Murphy v. Frosh
This text of Murphy v. Frosh (Murphy v. Frosh) is published on Counsel Stack Legal Research, covering District Court, D. Maryland primary law. Counsel Stack provides free access to over 12 million legal documents including statutes, case law, regulations, and constitutions.
Opinion
UNITED STATES DISTRICT COURT DISTRICT OF MARYLAND Southern Division
RASAUN MURPHY *
Petitioner *
v * Civil Action No. GJH-22-1323
BRIAN FROSH,1 * KEVIN P. GUISTWITE
Respondents * *** MEMORANDUM OPINION On June 1, 2022, Petitioner Rasaun Murphy filed this Petition for Writ of Habeas Corpus pursuant to 28 U.S.C. § 2254 together with the five-dollar filing fee. For the reasons that follow, the petition must be dismissed. Murphy is challenging the validity of a child support order issued by the Circuit Court for Prince George’s County. He alleges that his rights under the Fifth, Ninth, and Fourteenth Amendments are being violated. He claims that Maryland Family law statutes require a judge to “automatically place a burden on any father once he is proven to be the father” and does not specify how to “satisfy the support element of the responsibilities of a parent.” ECF No. 1 at 5. He additionally asserts that he was not advised of his privilege against self-incrimination; there was no evidence that he “breached [his] duties as a parent;” and “[t]he consent order is not made to any law or statute.” Id. As relief Murphy seeks to have the court order for child support vacated; all
1 The Clerk will be directed to correct the spelling of Mr. Frosh’s name on the docket. money paid pursuant to that order returned; and removal of any negative “credit entries” resulting from the order.2 Id. at 6. Relief under 28 U.S.C. §2254 is available to “a person in custody pursuant to the judgment of a State court.” 28 U.S.C. §2254(d). “[T]o meet the jurisdictional ‘in custody’ requirement, a § 2254 petitioner need not be in actual physical custody of state authorities at the time a habeas
petition is filed. Thus, it is well settled that an ongoing term of probation or parole is a sufficient restraint on a petitioner’s liberty to allow the petitioner to attack a state sentence on constitutional grounds pursuant to § 2254.” Mainali v. Virginia, 873 F.Supp.2d 748, 751 (E.D. Va. 2012), citing Jones v. Cunningham, 371 U.S. 236, 242 (1963), see also Leonard v. Hammond, 804 F.2d 838 (4th Cir. 1986) (release of prisoner on charges of failure to pay child support did not render habeas petition moot because the possibility of being imprisoned again remained a possibility). Here, Petitioner is not under an ongoing term of probation; rather, he is subject to a civil order to pay child support, and, like any other order of a court, he is subject to contempt charges for failing to comply. See Moten v. Murphy, Case No. CAS15-18718 (Pr. G. Co. Cir. Ct. 2015).3
Additionally, Murphy’s claim is unexhausted. His assertion that there is no appellate review available for civil judgments and he is therefore excused from exhausting appellate review in the Maryland courts is without any merit. See e.g., Arrington v. Dept. of Human Resources, 402 Md. 79, 935 A.2d 432 (2007) (appeal of sanction imposed after father was found in civil contempt); Rawlings v. Rawlings, 362 Md. 535, 766 A.2d 98 (2001) (appeal of finding that father was in civil contempt for non-payment of child support), Bryant v. Howard Co. Dept. of Social Svcs ex rel
2 To the extent Petitioner is seeking mandamus relief in connection with a child support order, there is an additional bar to such relief. This Court has no jurisdiction to issue a writ of mandamus commanding a State court to entertain a motion or petition. See Gurley v. Superior Court of Mecklenburg Cty., 411 F.2d 586, 587 (4th Cir. 1969), see also 28 U.S.C. § 1361.

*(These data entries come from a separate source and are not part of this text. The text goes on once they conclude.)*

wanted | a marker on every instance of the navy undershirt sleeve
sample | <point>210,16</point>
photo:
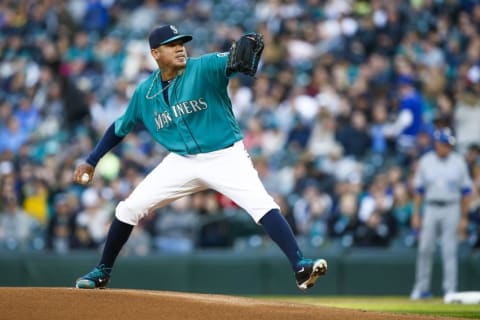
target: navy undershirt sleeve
<point>106,143</point>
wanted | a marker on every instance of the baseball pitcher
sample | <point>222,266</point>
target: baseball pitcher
<point>185,107</point>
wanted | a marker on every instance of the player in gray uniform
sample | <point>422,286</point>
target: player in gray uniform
<point>185,107</point>
<point>442,183</point>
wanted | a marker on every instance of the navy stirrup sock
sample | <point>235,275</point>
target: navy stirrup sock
<point>281,233</point>
<point>117,236</point>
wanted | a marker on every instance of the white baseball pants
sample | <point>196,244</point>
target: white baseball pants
<point>229,171</point>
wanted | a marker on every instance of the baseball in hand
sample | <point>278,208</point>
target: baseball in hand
<point>85,178</point>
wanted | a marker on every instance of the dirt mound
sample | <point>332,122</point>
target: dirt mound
<point>114,304</point>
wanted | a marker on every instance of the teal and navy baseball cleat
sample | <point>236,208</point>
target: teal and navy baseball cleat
<point>310,272</point>
<point>96,279</point>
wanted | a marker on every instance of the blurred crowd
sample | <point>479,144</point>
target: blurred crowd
<point>323,119</point>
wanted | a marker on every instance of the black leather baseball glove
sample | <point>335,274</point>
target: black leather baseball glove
<point>245,54</point>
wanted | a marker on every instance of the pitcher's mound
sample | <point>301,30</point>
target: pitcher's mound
<point>114,304</point>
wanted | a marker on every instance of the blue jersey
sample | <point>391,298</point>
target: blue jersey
<point>198,117</point>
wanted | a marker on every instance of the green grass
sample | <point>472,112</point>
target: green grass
<point>433,307</point>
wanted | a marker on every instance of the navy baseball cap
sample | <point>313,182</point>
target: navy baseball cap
<point>444,136</point>
<point>166,34</point>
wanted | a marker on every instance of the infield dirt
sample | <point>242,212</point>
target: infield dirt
<point>18,303</point>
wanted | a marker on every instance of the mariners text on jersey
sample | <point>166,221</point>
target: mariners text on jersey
<point>181,109</point>
<point>198,117</point>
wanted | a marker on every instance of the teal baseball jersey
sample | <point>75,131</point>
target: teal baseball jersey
<point>199,117</point>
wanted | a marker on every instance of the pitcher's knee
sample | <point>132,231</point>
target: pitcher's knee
<point>129,215</point>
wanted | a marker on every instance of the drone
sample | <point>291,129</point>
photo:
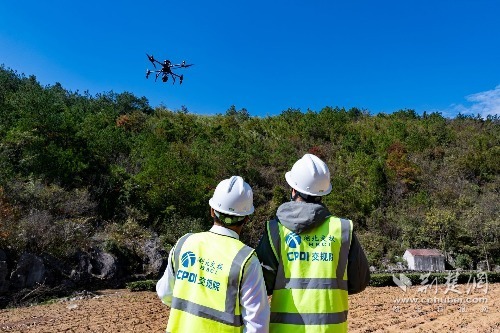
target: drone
<point>166,69</point>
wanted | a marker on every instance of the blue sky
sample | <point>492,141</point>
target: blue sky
<point>266,56</point>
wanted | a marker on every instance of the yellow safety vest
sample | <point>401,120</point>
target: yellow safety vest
<point>310,292</point>
<point>208,269</point>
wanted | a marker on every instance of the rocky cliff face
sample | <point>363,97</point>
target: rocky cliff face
<point>86,269</point>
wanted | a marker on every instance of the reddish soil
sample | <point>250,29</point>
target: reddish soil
<point>374,310</point>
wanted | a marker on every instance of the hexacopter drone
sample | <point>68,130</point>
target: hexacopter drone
<point>166,69</point>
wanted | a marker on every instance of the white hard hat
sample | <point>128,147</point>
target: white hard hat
<point>233,196</point>
<point>310,175</point>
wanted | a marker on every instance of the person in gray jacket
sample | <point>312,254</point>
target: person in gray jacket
<point>306,248</point>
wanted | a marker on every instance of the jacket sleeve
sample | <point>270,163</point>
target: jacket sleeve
<point>358,272</point>
<point>268,261</point>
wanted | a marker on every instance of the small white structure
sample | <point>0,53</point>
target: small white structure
<point>424,259</point>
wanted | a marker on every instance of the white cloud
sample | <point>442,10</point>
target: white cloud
<point>483,103</point>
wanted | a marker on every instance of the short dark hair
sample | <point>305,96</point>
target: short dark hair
<point>229,220</point>
<point>307,198</point>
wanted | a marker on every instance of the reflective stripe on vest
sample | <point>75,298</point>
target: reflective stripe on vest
<point>311,286</point>
<point>225,315</point>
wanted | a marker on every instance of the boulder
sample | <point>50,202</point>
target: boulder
<point>95,264</point>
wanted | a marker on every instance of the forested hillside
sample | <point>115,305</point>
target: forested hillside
<point>80,171</point>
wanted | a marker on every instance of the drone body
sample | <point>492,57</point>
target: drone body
<point>166,69</point>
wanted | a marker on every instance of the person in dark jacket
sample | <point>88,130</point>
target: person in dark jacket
<point>311,259</point>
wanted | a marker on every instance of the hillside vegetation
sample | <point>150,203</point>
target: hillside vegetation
<point>80,171</point>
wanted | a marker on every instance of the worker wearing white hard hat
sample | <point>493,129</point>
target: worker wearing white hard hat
<point>213,282</point>
<point>311,259</point>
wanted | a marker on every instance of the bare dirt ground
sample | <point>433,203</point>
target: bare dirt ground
<point>374,310</point>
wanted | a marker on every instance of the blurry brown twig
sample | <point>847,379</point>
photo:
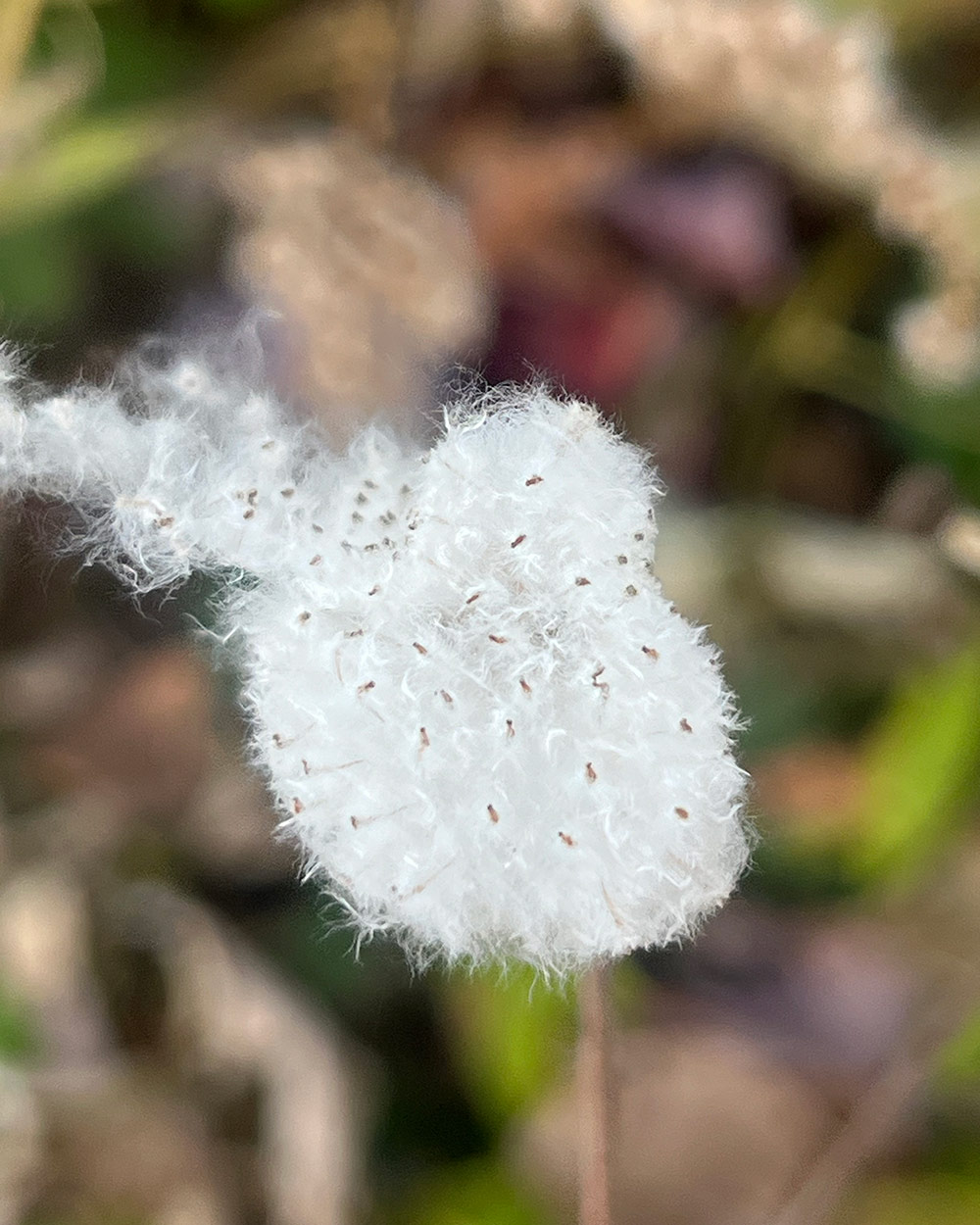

3 Available at http://casesearch.courts.state.md.us/casesearch/ (last viewed June 14, 2022). Costley, 387 Md. 30, 874 A.2d 457 (2005) (finding of civil contempt for non-payment of child support is appealable even though no sanction was imposed). When filing a federal habeas corpus application under 28 U.S.C. § 2254, a petitioner must show that all of his claims have been presented to the state courts. 28 U.S.C. § 2254(b) and (c); see also Preiser v. Rodriguez, 411 U.S. 475, 491 (1973), Mallory v. Smith, 27 F.3d 991, 994 (4th Cir. 1994) (petitioner bears the burden
of demonstrating state remedies have been exhausted). This exhaustion requirement is satisfied by seeking review of the claim in the highest state court with jurisdiction to consider it. To the extent that the order for child support issued in Petitioner’s civil, family law case is improper, he may appeal to the Maryland Court of Special Appeals and raise any issues he has with the propriety of the order. Lastly, this Court does not have jurisdiction to consider matters regarding child custody or child support payments. See Cantor v. Cohen, 442 F.3d 196, 202 (4th Cir. 2006) (citing Cole v. Cole, 633 F.2d 1083, 1087 (4th Cir. 1980) (noting federal courts “generally abstain from child custody matters”); Raftery v. Scott, 756 F.2d 335, 343 (4th Cir. 1985) (Michael, J. concurring)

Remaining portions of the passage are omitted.